Amicus Therapeutics (FOLD) reported its fiscal 2025 Q2 earnings on Jul 31st, 2025. reported a wider loss than anticipated in Q2 2025, with earnings per share (EPS) missing expectations. Despite the revenue growth, the company maintained its guidance for 2025, projecting total revenue growth between 15% and 22%. The continued demand for products like Galafold and Pombiliti+Opfolda is expected to drive future growth, aligning with the existing projections.

Revenue

Amicus Therapeutics saw a notable 22.1% increase in total revenue for Q2 2025, reaching $154.69 million compared to $126.67 million in Q2 2024. Galafold generated $128.9 million, marking an impressive 12% growth year-over-year. Meanwhile, Pombiliti + Opfolda contributed $25.8 million, showcasing a robust 58% growth, driven by high commercial demand and new launches in several countries.

Earnings/Net Income

Amicus Therapeutics experienced a deeper loss of $0.08 per share in Q2 2025, compared to a loss of $0.05 per share in Q2 2024, marking a 60% increase in losses. The company's net loss widened to $-24.42 million, representing a 55.6% increase from the previous year. This continued loss indicates ongoing financial challenges for the company.

Post-Earnings Price Action Review

The strategy of buying Therapeutics (FOLD) shares following a quarter-over-quarter revenue increase revealed significant underperformance. Holding these shares for 30 days post-earnings resulted in a return of -57.83%, starkly lower than the benchmark return of 85.57%. The excess return was -143.40%, highlighting a notable discrepancy. With a compound annual growth rate (CAGR) of -15.96% over a three-year period, this approach led to considerable losses, emphasizing the challenges faced by investors taking this specific strategic path.

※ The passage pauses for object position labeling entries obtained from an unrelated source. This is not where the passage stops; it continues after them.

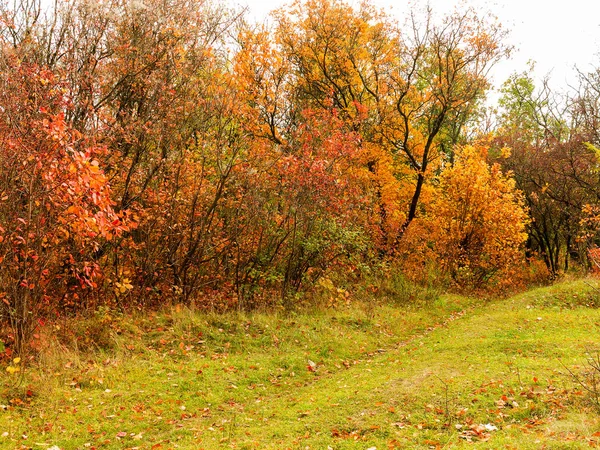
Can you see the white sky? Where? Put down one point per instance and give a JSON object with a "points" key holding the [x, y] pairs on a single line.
{"points": [[557, 34]]}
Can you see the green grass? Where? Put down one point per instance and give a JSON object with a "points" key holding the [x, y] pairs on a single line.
{"points": [[451, 372]]}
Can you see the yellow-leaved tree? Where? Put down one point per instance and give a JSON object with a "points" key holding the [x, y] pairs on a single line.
{"points": [[481, 219], [475, 226]]}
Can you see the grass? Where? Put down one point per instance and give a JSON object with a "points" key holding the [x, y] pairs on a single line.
{"points": [[450, 372]]}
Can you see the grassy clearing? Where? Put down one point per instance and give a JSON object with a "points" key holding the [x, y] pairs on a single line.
{"points": [[450, 372]]}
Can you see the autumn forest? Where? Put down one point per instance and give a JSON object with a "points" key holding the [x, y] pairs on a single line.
{"points": [[173, 152]]}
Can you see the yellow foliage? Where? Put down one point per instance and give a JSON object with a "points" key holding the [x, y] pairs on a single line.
{"points": [[475, 226]]}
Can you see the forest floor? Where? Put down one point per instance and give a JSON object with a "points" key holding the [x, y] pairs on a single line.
{"points": [[448, 372]]}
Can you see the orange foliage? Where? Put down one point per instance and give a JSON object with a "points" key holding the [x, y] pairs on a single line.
{"points": [[475, 227]]}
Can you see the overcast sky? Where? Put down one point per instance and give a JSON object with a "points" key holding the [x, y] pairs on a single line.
{"points": [[556, 34]]}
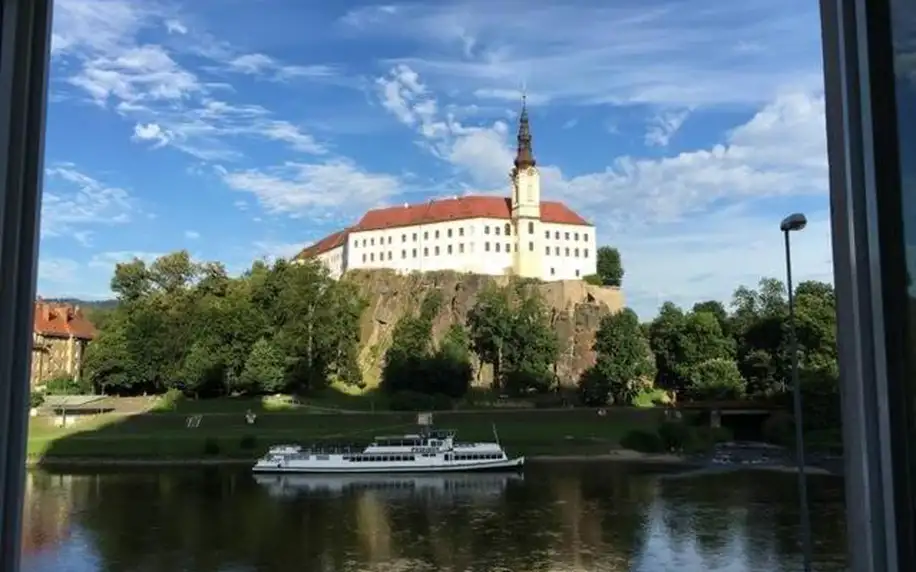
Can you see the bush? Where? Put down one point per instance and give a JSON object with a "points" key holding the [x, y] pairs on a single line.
{"points": [[211, 447], [676, 436], [642, 441], [779, 429]]}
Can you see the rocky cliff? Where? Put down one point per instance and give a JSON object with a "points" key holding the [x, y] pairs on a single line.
{"points": [[576, 309]]}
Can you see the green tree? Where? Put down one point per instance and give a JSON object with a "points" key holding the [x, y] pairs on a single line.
{"points": [[623, 361], [265, 368], [609, 266], [716, 379]]}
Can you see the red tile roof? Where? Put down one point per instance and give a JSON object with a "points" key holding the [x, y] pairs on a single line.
{"points": [[459, 208], [62, 321]]}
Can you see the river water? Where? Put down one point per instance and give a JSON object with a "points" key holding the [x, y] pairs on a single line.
{"points": [[556, 517]]}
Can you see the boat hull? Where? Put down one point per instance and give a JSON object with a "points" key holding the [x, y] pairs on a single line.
{"points": [[490, 466]]}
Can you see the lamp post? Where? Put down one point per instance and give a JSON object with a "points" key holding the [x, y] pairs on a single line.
{"points": [[796, 222]]}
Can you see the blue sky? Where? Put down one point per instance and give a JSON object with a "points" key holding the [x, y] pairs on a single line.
{"points": [[240, 129]]}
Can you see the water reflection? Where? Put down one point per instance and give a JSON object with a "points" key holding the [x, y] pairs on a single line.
{"points": [[572, 518]]}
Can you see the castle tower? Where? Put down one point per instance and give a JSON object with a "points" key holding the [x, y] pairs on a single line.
{"points": [[526, 204]]}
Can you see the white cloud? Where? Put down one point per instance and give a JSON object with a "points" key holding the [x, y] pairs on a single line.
{"points": [[654, 52], [690, 226], [314, 189], [115, 64], [663, 126], [73, 201]]}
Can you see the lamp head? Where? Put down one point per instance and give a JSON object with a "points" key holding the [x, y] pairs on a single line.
{"points": [[793, 222]]}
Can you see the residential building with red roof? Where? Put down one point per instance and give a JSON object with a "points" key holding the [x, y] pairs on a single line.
{"points": [[520, 235], [60, 335]]}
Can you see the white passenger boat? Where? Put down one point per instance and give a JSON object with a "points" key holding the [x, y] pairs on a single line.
{"points": [[426, 452]]}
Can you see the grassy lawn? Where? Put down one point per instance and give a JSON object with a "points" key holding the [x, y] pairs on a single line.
{"points": [[164, 434]]}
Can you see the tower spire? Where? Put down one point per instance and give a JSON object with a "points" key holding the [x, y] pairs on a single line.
{"points": [[524, 156]]}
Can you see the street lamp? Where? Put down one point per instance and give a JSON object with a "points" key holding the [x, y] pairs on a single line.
{"points": [[791, 223]]}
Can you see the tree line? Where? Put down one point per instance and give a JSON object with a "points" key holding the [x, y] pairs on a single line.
{"points": [[188, 326]]}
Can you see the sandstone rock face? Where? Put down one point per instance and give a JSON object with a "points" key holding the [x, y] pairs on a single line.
{"points": [[576, 309]]}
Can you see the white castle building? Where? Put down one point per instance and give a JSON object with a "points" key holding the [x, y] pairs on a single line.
{"points": [[521, 235]]}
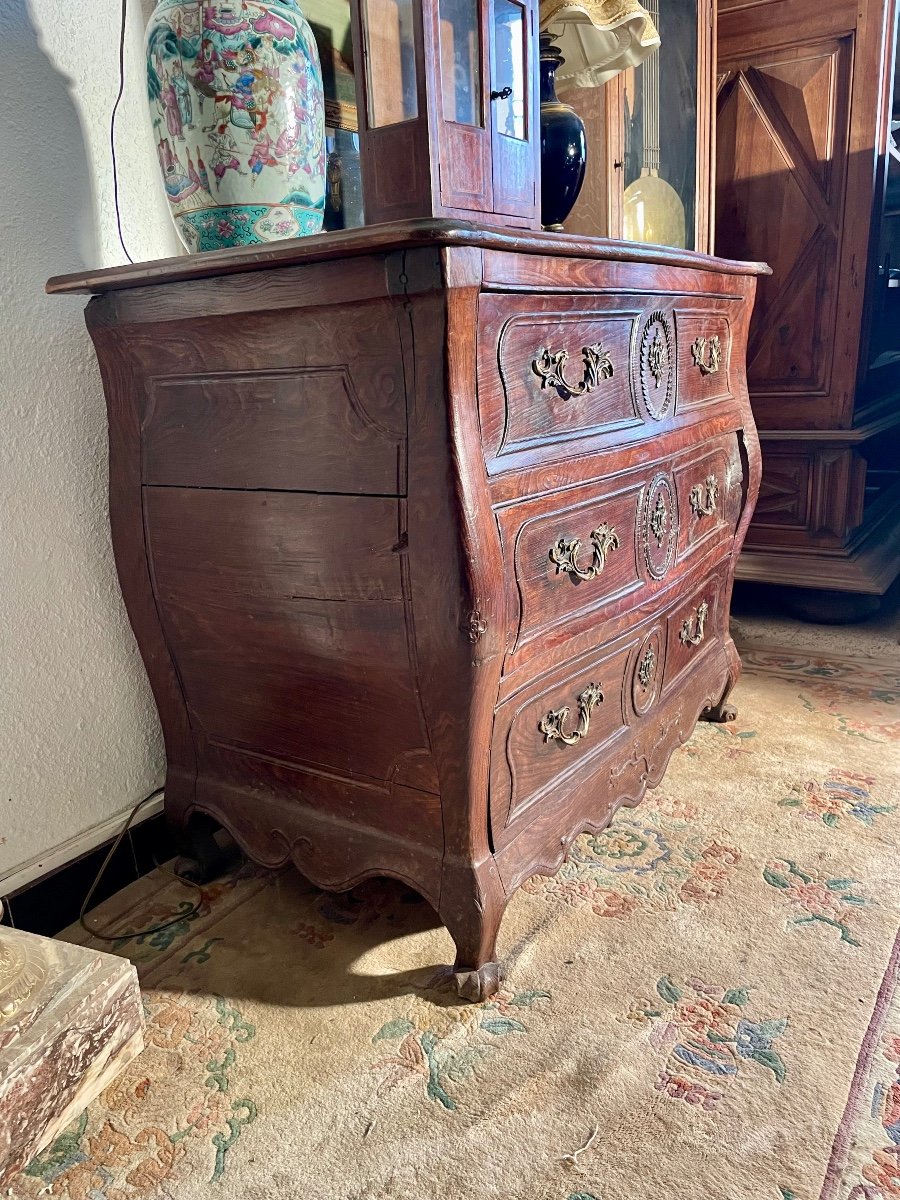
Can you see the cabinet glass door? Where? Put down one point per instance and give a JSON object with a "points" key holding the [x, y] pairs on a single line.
{"points": [[660, 115]]}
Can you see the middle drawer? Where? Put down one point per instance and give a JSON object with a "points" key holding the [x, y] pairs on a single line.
{"points": [[600, 546]]}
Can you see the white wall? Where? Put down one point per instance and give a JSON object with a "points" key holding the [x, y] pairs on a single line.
{"points": [[79, 739]]}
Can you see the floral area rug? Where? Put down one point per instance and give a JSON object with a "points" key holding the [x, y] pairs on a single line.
{"points": [[702, 1005]]}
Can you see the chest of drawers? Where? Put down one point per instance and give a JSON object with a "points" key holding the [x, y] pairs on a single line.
{"points": [[427, 534]]}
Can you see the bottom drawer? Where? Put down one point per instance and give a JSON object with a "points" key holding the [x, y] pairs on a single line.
{"points": [[585, 720]]}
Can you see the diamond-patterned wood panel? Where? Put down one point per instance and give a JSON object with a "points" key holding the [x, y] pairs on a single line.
{"points": [[781, 168]]}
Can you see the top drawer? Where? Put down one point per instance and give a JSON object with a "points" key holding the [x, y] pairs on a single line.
{"points": [[557, 372]]}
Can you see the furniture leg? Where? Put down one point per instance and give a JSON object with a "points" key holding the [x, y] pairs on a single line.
{"points": [[472, 906], [723, 712]]}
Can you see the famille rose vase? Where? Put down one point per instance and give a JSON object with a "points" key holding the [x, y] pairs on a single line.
{"points": [[238, 108]]}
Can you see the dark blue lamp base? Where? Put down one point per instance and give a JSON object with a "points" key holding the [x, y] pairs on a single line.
{"points": [[563, 144]]}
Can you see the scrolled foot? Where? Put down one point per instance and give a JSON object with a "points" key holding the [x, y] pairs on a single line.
{"points": [[719, 713], [481, 984]]}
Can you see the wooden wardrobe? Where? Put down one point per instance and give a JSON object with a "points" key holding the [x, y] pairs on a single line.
{"points": [[807, 181]]}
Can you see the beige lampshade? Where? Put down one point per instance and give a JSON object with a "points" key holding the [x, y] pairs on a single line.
{"points": [[598, 39]]}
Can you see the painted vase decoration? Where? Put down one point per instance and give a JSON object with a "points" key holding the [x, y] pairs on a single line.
{"points": [[238, 109]]}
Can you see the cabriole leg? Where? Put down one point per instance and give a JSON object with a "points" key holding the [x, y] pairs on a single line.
{"points": [[721, 711], [472, 906]]}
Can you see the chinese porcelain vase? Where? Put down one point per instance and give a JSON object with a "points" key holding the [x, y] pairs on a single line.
{"points": [[238, 108]]}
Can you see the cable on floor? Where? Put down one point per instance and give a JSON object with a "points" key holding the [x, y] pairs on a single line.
{"points": [[136, 933]]}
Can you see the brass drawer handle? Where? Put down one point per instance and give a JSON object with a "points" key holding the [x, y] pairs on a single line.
{"points": [[550, 365], [694, 628], [565, 553], [551, 726], [703, 496], [707, 354]]}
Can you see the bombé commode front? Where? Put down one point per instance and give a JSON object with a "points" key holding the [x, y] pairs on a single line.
{"points": [[427, 535]]}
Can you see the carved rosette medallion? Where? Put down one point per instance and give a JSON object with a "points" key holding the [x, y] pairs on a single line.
{"points": [[23, 973], [648, 671], [654, 365], [659, 526]]}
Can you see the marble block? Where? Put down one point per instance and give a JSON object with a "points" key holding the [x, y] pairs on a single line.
{"points": [[70, 1020]]}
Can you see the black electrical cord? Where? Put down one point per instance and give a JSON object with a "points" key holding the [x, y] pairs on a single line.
{"points": [[112, 126], [135, 933]]}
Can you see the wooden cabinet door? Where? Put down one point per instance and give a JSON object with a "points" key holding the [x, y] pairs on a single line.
{"points": [[797, 114]]}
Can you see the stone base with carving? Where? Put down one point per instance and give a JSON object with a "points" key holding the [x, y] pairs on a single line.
{"points": [[70, 1020]]}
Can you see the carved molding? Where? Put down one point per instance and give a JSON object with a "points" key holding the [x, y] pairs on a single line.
{"points": [[477, 625], [655, 365], [659, 526]]}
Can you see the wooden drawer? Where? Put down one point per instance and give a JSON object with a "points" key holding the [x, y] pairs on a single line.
{"points": [[553, 373], [709, 493], [694, 628], [561, 376], [703, 357], [598, 550], [555, 730], [558, 731]]}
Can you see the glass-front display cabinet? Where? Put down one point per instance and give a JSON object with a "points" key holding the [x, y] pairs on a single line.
{"points": [[431, 109], [652, 131]]}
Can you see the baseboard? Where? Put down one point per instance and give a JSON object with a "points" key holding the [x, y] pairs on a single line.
{"points": [[41, 865]]}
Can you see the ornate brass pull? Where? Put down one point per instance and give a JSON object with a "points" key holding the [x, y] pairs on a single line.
{"points": [[565, 553], [694, 628], [550, 365], [707, 354], [551, 726], [703, 497]]}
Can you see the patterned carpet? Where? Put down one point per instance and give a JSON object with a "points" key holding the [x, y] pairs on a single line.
{"points": [[702, 1005]]}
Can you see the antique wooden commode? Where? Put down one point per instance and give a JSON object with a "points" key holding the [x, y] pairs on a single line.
{"points": [[427, 529], [427, 534]]}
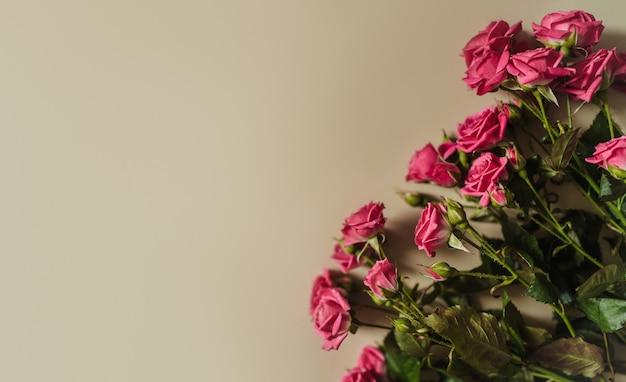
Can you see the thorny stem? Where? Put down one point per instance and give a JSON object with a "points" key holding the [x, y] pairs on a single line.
{"points": [[608, 356], [371, 325], [547, 214], [541, 372]]}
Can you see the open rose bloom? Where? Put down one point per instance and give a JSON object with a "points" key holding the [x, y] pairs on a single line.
{"points": [[611, 155], [571, 28], [508, 167], [367, 222]]}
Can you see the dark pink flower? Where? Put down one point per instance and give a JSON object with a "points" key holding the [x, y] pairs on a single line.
{"points": [[610, 154], [571, 28], [483, 179], [364, 224], [440, 271], [537, 67], [381, 278], [347, 261], [496, 36], [483, 130], [594, 73], [487, 54], [487, 71], [358, 375], [321, 283], [371, 359], [427, 166], [331, 318], [432, 230], [516, 159]]}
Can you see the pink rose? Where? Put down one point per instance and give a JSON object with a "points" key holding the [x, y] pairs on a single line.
{"points": [[487, 55], [358, 375], [347, 261], [611, 154], [571, 28], [487, 71], [516, 159], [321, 283], [326, 281], [371, 358], [496, 36], [594, 73], [427, 166], [483, 179], [483, 130], [432, 230], [331, 318], [440, 271], [537, 67], [364, 224], [381, 278]]}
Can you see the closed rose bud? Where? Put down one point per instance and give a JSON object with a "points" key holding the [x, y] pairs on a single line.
{"points": [[402, 324], [364, 224], [516, 160], [432, 230], [456, 213], [382, 279], [611, 156], [441, 271]]}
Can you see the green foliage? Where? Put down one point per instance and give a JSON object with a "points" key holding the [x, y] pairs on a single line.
{"points": [[525, 243], [608, 313], [411, 343], [400, 365], [611, 188], [561, 154], [572, 356], [598, 132], [543, 290], [477, 337], [600, 281]]}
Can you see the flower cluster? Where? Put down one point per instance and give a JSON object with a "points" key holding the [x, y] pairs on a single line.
{"points": [[508, 164]]}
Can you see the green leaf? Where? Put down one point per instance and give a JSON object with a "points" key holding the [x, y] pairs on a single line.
{"points": [[410, 344], [456, 243], [600, 281], [562, 151], [608, 313], [572, 356], [598, 132], [523, 241], [611, 188], [400, 365], [477, 337], [542, 290], [523, 194], [536, 336], [547, 93], [513, 322], [444, 376]]}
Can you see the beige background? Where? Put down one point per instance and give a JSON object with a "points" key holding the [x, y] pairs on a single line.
{"points": [[173, 172]]}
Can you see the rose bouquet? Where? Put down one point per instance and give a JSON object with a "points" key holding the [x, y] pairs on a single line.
{"points": [[507, 167]]}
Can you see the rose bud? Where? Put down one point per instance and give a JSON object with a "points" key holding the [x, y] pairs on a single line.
{"points": [[364, 224], [432, 230], [440, 271], [382, 280], [611, 156]]}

The data underscores the volatility and risk associated with this method, contrasting sharply with broader market trends and demonstrating the difficulties of timing the market based on earnings results.

CEO Commentary

Bradley L. Campbell, CEO, expressed strong confidence in Amicus Therapeutics' performance, highlighting "another quarter of strong double-digit revenue growth" driven by core products in Pompe and Fabry diseases. He noted a "highly confident" growth trajectory with Galafold achieving 13% year-over-year patient growth and Pombiliti and Opfolda marking their "strongest quarter for commercial demand." Campbell reiterated the expectation for these products to collectively reach $1 billion in sales by 2028, emphasizing the strategic partnership with Dimerix for DMX-200 as a meaningful addition to their pipeline. He conveyed an optimistic outlook, stating, "Amicus is in a very strong position to generate meaningful value for our shareholders."

Guidance

Amicus Therapeutics reiterated its full-year 2025 guidance, projecting total revenue growth of 15% to 22% and Galafold revenue growth of 10% to 15%. For Pombiliti and Opfolda, the company expects revenue growth of 50% to 65%. The gross margin is anticipated to be in the mid-80s, with non-GAAP operating expenses estimated between $380 million and $400 million. Amicus also expects to achieve positive GAAP net income in the second half of 2025.

Additional News

Amicus Therapeutics has expanded its strategic initiatives through the in-licensing of DMX-200 from Dimerix, a promising Phase 3 asset aimed at treating FSGS, a rare kidney disease. The company secured regulatory approvals for Pombiliti + Opfolda in Canada and Australia, enhancing its global market presence. Furthermore, Amicus established a five-year agreement in the Netherlands, positioning Pombiliti + Opfolda as the preferred treatment for late-onset Pompe disease. These developments underscore Amicus's commitment to broadening its product offerings and fortifying its position in the rare disease market.